When a data source is an external table, it may be queried with just its name. For example, querying the data source named users:

select * from users;

When a data source is an external database, a fully qualified name must be used to reference the table of interest. For example, querying an account_signup table inside a events schema in the bq data source:

select * from bq.events.account_signup;

Querying multiple data sources

The real power of GlareDB is being able to work with multiple data sources in a single query. Let’s work through an example using a BigQuery and Postgres data source.

select datasource, name, object_type
from glare_catalog.external_datasources;
 datasource | name  | object_type
------------+-------+-------------
 bigquery   | bq    | database
 postgres   | prod  | database
(2 rows)

Internally at GlareDB, we want to be able be able to answer the question “How many GlareDB deployments were created per organization after the organization has upgraded their billing plan?”

Our production Postgres holds information about deployments and organizations, and our BigQuery instance stores all events about when things happened. So to answer this question, we can join a table from our BigQuery data source onto tables inside our Postgres data source:

select count(*) as num_deployments, o.id
  from bq.events.billing_plan_upgraded as b
       inner join prod.public.organizations as o on b.org_id = o.id
       inner join prod.public.deployments as d on o.id = d.org_id
 where d.created_at > b.timestamp
 group by o.id

Notice we’re able reference data sources everywhere you would normally reference tables in a typically SQL database.

Creating views referencing data sources

Any valid SELECT query can be used when defining a view. This enables us to create a view that can reference any number of data sources.

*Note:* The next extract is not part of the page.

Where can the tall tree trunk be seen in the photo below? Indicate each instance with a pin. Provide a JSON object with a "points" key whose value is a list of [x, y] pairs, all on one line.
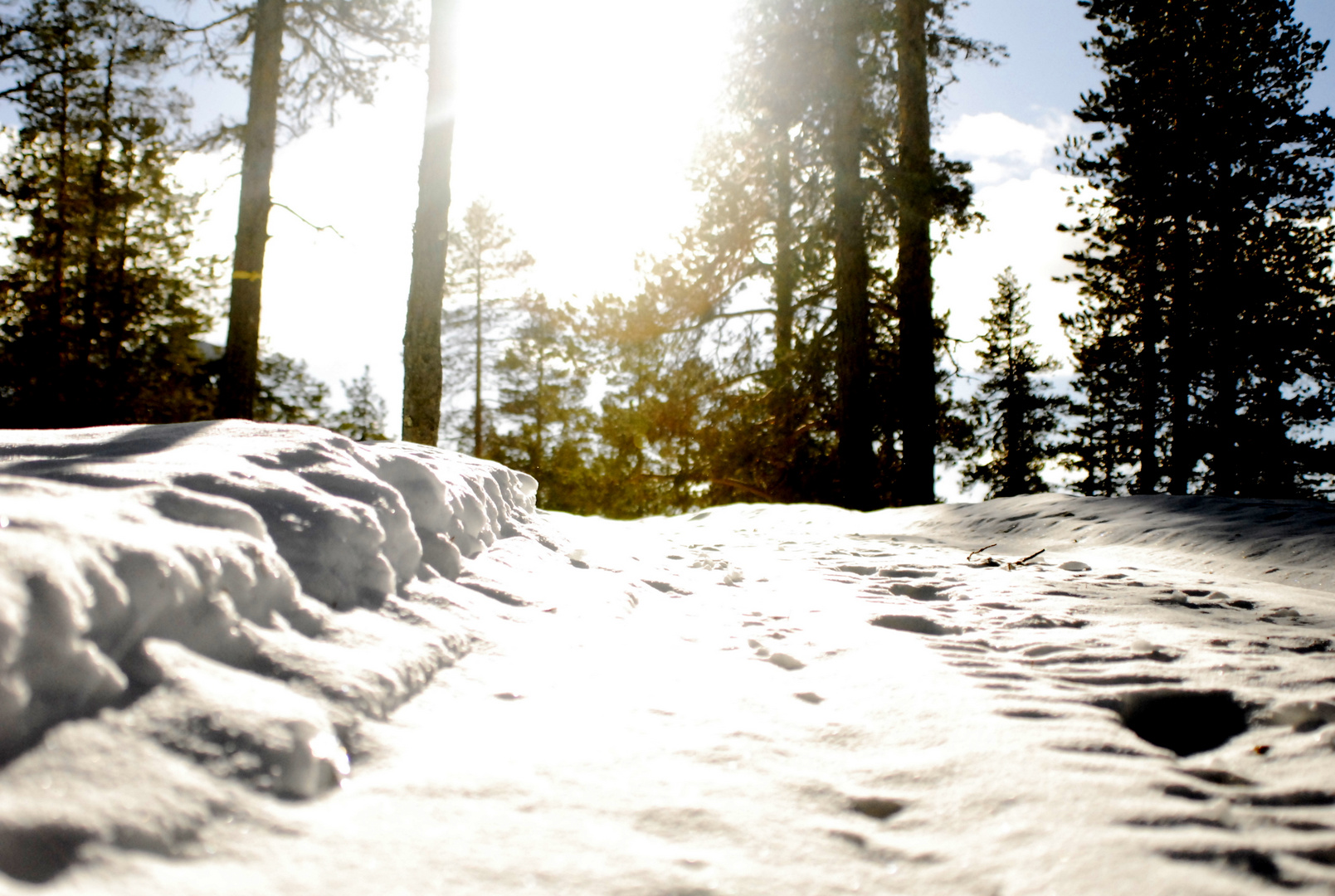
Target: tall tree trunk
{"points": [[239, 382], [1148, 368], [852, 269], [537, 411], [782, 396], [422, 377], [918, 331], [477, 368]]}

The query defined in the previous section can be turned into a view with no changes:

create view num_deployments_created_after_upgrade(num_deployments, org_id) as (
  select count(*), o.id
    from bq.events.billing_plan_upgraded as b
         inner join prod.public.organizations as o on b.org_id = o.id
         inner join prod.public.deployments as d on o.id = d.org_id
   where d.created_at > b.timestamp
   group by o.id)

And now we’re able to query the view without having to specify individual data sources to query.

select * from num_deployments_created_after_upgrade;

Using views to define queries that reference multiple data sources is a powerful way of modeling data for use in upstream clients and applications. A single view could be used for generating a report in Tableau and also be accessible in psql or other tools.

See CREATE VIEW for the reference doc on views.